In an interesting counterpoint to the report I discussed yesterday, the Economic Policy Institute has recently released a study entitled Vouchers and Public School Performance, which assesses the impact of Milwaukee’s Parental Choice Program on the public schools there.
The most fascinating thing about this report is that it explicitly acknowledges the choice program’s positive impact on public schools: "[T]he observed improvement in public school test scores associated with the implementation of a greatly expanded voucher plan in 1998 was probably a response to the threat of increased competition." According to the researchers, the problem is that by their measurements the improvement in the public schools appears to have been a one-time phenomenon, because the improvement plateaued once the scholarship program’s expansion was completed. Sure, the program seems to have created improvements, they argue, but it’s not clear that competition is generating the steady upward trend in public school performance that choice advocates anticipated.
The authors conclude, "If choice can, at best, produce a one-time improvement, particularly an improvement due to schools taking standardized tests more seriously, this is an effect that can probably be produced by other (possibly lower cost) policies and incentives."
The first important point to make is that, although the authors do not concede the success of choice for those students using the program to attend private schools (they claim those impacts are too difficult to assess absent a state-mandated evaluation), they plainly acknowledge that, far from crippling the Milwaukee Public Schools in the way choice opponents had threatened, the choice program resulted in unambiguous improvement in the public schools’ performance. The scholars are merely struggling to explain how public schools might be able to accomplish similar results without school choice. The point they want people to ignore? However you want to explain it, school choice in Milwaukee has improved the public schools!

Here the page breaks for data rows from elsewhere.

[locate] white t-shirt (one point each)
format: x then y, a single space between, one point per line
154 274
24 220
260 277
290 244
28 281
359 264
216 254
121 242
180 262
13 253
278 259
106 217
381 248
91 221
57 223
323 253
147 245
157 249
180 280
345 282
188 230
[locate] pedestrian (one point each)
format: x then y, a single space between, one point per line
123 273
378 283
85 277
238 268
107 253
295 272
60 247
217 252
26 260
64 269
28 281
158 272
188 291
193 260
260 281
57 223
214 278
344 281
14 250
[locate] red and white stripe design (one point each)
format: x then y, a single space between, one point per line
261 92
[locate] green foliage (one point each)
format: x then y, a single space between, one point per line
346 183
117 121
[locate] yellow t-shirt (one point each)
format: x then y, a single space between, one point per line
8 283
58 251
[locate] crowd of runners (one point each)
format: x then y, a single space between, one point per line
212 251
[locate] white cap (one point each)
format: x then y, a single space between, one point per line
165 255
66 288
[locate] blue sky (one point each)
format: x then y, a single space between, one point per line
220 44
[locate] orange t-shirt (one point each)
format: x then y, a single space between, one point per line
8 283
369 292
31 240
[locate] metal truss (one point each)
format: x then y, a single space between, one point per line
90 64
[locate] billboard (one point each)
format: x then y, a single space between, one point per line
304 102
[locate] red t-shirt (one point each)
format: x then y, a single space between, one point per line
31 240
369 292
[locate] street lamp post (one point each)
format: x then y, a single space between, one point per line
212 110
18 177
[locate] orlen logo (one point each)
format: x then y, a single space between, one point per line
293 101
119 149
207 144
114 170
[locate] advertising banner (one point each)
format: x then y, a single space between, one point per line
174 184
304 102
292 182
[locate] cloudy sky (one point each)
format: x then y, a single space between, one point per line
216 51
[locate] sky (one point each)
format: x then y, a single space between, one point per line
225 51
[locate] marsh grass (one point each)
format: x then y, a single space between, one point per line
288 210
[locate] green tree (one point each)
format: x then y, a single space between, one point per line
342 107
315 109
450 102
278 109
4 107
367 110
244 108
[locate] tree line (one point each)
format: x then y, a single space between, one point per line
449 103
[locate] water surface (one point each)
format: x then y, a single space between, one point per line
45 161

The second important point is that there are now more than 17,200 low-income students enjoying educational choices that they would previously have been denied. Before the choice program was implemented, only wealthy parents got to choose where their children would go to school. Now those options are available even to those who need them the most. School choice in Milwaukee has given thousands of families educational freedom!

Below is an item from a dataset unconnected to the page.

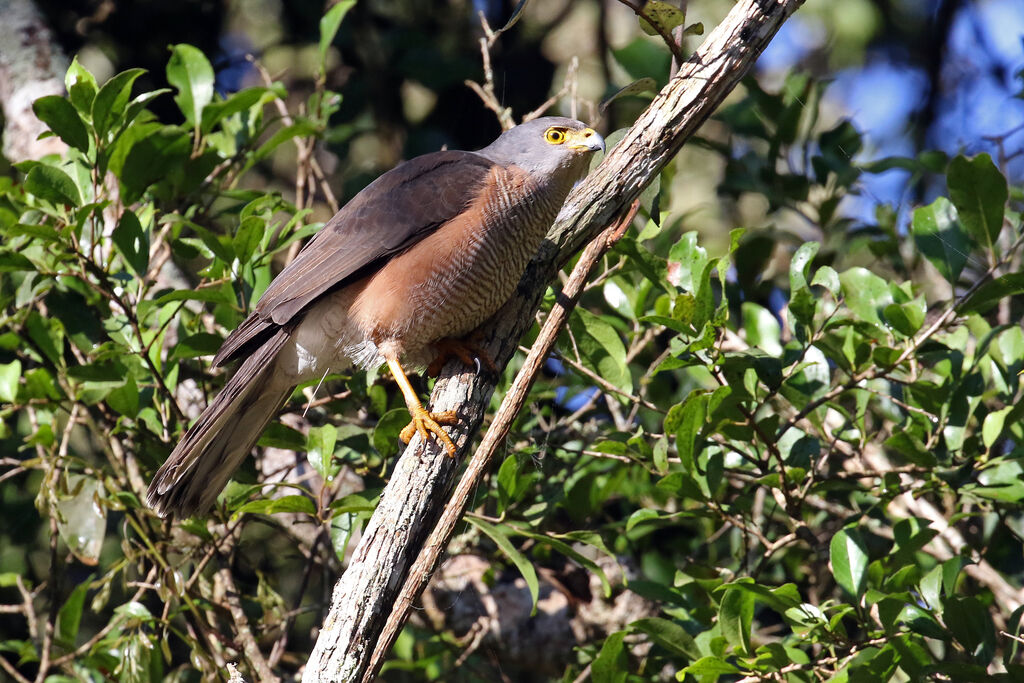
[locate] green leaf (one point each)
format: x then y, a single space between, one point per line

The third important point is that the authors try to put the burden of explanation back on choice advocates. I love this one. The authors say, "for the choice argument to be convincing, advocates need to show more consistent and sustained improvements in student learning and should be able to explain at the operational level how choice induces schools to improve student performance." Are you kidding? They acknowledge the improvements, acknowledge that the choice program is the source of those improvements, but then effectively say that unless we can explain to their satisfaction why school choice worked, they’ll continue to try and take educational choice away from those poor families." Choice opponents are willing to abandon a program that has improved the public schools simply because they don’t understand why it works!
The final important point I’ll address is that for all of the billions of dollars spent by public school systems nationwide in desperate efforts to improve their schools without disturbing the status quo, it was a low-cost choice program in Milwaukee (the city spends $12,000 per public school student, but only $6,500 per choice student) that has shown the most promise for improving public schools. Opponents of choice may argue that the upward trend in public school achievement was temporary, but the gains are significant and have been sustained. Choice opponents are happy to demand billions of dollars for the status quo, but vehemently oppose demonstrably successful reforms that could actually result in less educational spending!